Jan Hoffmann, pakar ekonomi di Konferensi Perdagangan dan Pembangunan PBB, UNCTAD, juga menunjuk pengalihan rute ke Afrika sebagai penyebab kenaikan biaya pengiriman.

"Jalur memutar di sekitar Afrika Selatan membutuhkan lebih banyak kapal untuk menjaga rantai pasokan. Rata-rata jarak perjalanan sebuah kontainer pada tahun 2024 adalah 9 persen lebih jauh dibandingkan pada tahun 2022,” katanya kepada DW.

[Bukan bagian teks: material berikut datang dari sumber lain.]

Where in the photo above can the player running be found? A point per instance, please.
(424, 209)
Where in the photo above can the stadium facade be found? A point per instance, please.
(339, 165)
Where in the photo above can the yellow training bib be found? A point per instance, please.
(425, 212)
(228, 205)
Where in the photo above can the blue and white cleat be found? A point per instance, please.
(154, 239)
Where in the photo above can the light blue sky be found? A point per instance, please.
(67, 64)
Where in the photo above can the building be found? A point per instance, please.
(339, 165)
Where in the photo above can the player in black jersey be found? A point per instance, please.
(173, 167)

"Karena kapal menghabiskan lebih banyak waktu di laut, diperlukan lebih banyak ruang pelayaran," kata Hoffmann seraya menambahkan, yang berarti perusahaan pelayaran harus menyewa atau membeli lebih banyak kapal dan mempekerjakan lebih banyak personel. "Dan karena kapal-kapal ini belum ada, harga angkutan akan naik."

Red Sea ship attacked by Houthis sinks

Hoffmann juga menunjukkan dampak lain dari rute pelayaran yang lebih panjang, yakni beban emisi gas rumah kaca. "Kapal-kapal telah meningkatkan kecepatannya sehingga menyebabkan peningkatan emisi, misalnya sebesar 70 persen pada rute Singapura-Rotterdam."

Gejolak di Amerika Tengah

"Selain masalah keamanan, perdagangan global saat ini juga terhambat oleh rendahnya muka air di Terusan Panama yang membatasi kapal-kapal besar," tambah Hoffmann.

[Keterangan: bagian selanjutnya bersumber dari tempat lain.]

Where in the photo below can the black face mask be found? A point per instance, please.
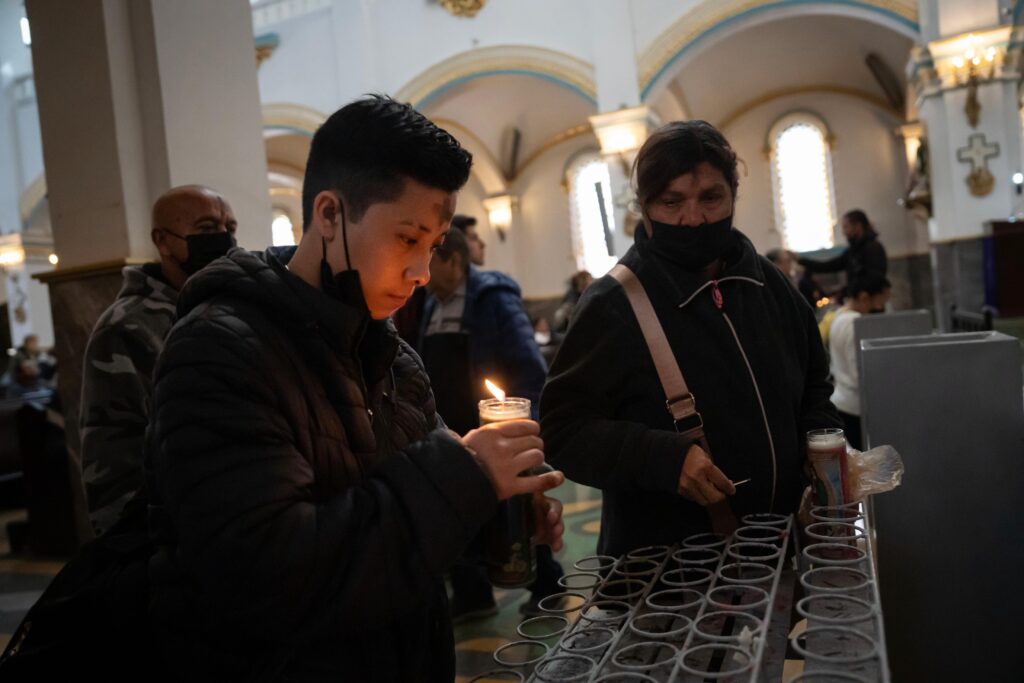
(204, 249)
(344, 286)
(692, 247)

Akibatnya, pengiriman barang ke Asia Timur melintasi benua Amerika belakangan mulai menggunakan "jembatan darat," yakni dengan kereta api atau truk kontainer dari pesisir barat menuju pesisir timur.

Karena pengiriman berskala besar seperti gandum atau gas alam cair tidak layak secara ekonomi, perusahaan kapal kini memilih "rute alternatif di sekitar Cape Horn," di ujung selatan benua Amerika.

Setidaknya, Simon MacAdam melihat ada titik terang pulihnya Terusan Panama. Ketinggian air  telah "sedikit pulih" dalam beberapa bulan terakhir, katanya kepada DW. Selain itu, fenomena cuaca La Nina akan "segera meringankan situasi kekeringan," dengan curah hujan yang tinggi, tambahnya.

Naiknya muka air serta merta akan menambah frekuensi keluar masuk kapal kontainer.

Laut Merah membara

Menurut Bloomberg, sekitar 70 persen perdagangan di Laut Merah saat ini masih menghindari Terusen Suez dan berlayar melintasi Afrika.

Simon MacAdam percaya bahwa krisis yang berkepanjangan dapat membebani perusahaan pelayaran dan semakin meningkatkan tarif angkutan secara signifikan.

"Pembuatan kapal membutuhkan waktu bertahun-tahun, dan 90 persen kapal kontainer baru dibuat di Cina. Kapasitas yang lebih tinggi tidak dapat dicapai dalam semalam,” kata pakar Capital Economics tersebut kepada DW, seraya memperingatkan bahwa krisis di industri ini bisa menjadi "lebih buruk lagi."